Czy to się zmieni? Raczej tak. Nagłaśniana przez media (głównie Nowiny Gliwickie i 24gliwice) akcja społeczników z grupy Gliwice dla Schabika przyciągnęła do sadzenia buka aż trzech kandydatów na prezydenta Gliwic. Za łopaty zgodnie chwycili Adam Neumann razem z Kajetanem Gornigiem. Nie zawiódł również Janusz Moszyński, który, lekko spóźniony, zdążył wyrównać świeżo rozsypaną przy Karlu ziemię. Wszystko w świetle obiektywów. Nad głowami zebranych latał dron, filmujący zdarzenie dla jednego z kandydatów, w mediach społecznościowych zaroiło się od licznych relacji.
I bardzo dobrze.
Chociaż nagły zapał kandydatów może się wydać tylko efektem przedwyborczej gorączki, ma szansę przynieść jedną istotną korzyść. W końcu coś drgnie w sprawie upamiętnienia Karla Schabika. Prawie na pewno jeden z trzech kandydatów obecnych dzisiaj na skwerze, w styczniu obejmie urząd prezydenta. Uczestnictwo w akcie sadzenia buka można uznać za deklarację świadomości historycznego znaczenia wybitnego gliwiczanina, jakim był Schabik. Pewnie szybko doczekamy się nazwania jego imieniem skweru, bulwarów czy ulicy.
(mf)
Drzewo nazwane „Karl” zostało podarowane przez Miejski Zarząd Usług Komunalnych. Zasadzone je w śródmieściu, szczególnie ważnym dla Karla Schabika. Jako kierujący całością spraw budowlanych przedwojennych Gliwic (od 1921 roku przejął on także sprawy budownictwa podziemnego), Schabik miał bezpośredni wpływ na powstawanie wielu projektów, tak urbanistycznych (całych fragmentów miasta), jak i pojedynczych budynków. Sam zaprojektował liceum im. Josepha von Eichendorff (Eichendorff Oberlyzeum) oraz Cmentarz Centralny przy współpracy architekta ogrodów Riedela.

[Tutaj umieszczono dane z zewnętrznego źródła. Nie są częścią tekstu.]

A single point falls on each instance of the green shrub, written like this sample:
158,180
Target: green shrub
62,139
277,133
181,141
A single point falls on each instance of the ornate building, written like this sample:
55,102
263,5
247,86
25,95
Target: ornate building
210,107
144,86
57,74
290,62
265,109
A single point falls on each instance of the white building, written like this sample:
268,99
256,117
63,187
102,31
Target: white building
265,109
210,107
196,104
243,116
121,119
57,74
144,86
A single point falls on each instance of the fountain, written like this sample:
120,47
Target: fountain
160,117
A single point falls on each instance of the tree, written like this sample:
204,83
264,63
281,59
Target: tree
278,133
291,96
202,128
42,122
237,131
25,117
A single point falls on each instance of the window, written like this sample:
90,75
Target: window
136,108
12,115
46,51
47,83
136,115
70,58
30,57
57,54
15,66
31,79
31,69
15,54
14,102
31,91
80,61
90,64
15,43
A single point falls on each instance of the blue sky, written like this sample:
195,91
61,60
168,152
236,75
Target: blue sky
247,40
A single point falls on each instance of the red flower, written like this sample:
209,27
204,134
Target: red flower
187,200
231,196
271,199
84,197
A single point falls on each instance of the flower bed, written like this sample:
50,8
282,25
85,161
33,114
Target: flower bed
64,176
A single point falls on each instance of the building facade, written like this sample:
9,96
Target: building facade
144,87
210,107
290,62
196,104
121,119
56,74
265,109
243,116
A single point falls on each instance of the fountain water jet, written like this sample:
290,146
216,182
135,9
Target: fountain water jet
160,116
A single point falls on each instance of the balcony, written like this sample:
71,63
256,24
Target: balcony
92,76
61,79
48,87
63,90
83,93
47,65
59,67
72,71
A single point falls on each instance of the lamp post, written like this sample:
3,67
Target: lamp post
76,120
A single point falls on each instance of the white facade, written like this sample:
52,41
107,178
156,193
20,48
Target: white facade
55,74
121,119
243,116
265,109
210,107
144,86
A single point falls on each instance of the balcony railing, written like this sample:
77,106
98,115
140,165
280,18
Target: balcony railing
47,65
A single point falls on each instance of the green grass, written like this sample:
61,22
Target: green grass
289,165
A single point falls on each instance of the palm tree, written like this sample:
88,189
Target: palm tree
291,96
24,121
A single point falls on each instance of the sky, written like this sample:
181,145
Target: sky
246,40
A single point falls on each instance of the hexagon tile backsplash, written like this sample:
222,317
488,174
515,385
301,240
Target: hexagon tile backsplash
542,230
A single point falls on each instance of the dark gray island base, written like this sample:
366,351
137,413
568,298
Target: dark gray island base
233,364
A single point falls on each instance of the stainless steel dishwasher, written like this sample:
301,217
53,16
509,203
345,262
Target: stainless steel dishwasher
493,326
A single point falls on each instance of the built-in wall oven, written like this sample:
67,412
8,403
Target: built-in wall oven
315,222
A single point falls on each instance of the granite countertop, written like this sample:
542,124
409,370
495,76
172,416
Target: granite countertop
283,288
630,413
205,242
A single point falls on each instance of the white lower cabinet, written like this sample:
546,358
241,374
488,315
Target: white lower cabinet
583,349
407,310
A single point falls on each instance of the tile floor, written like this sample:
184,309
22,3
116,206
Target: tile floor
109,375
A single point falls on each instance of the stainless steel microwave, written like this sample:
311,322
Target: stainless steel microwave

Wśród wielu założeń urbanistycznych, powstałych dzięki Schabikowi, trzeba przede wszystkim wymienić oś widokową na reprezentacyjną zabudowę nowego centrum, wiodącą z pl. Krakowskiego ulicami Marcina Strzody i Stefana Wyszyńskiego do pl. Piłsudskiego (tzw. oś Schabika) oraz wytyczenie ulicy Styczyńskiego jako osi widokowej na kościół w Szobiszowicach. (MSI)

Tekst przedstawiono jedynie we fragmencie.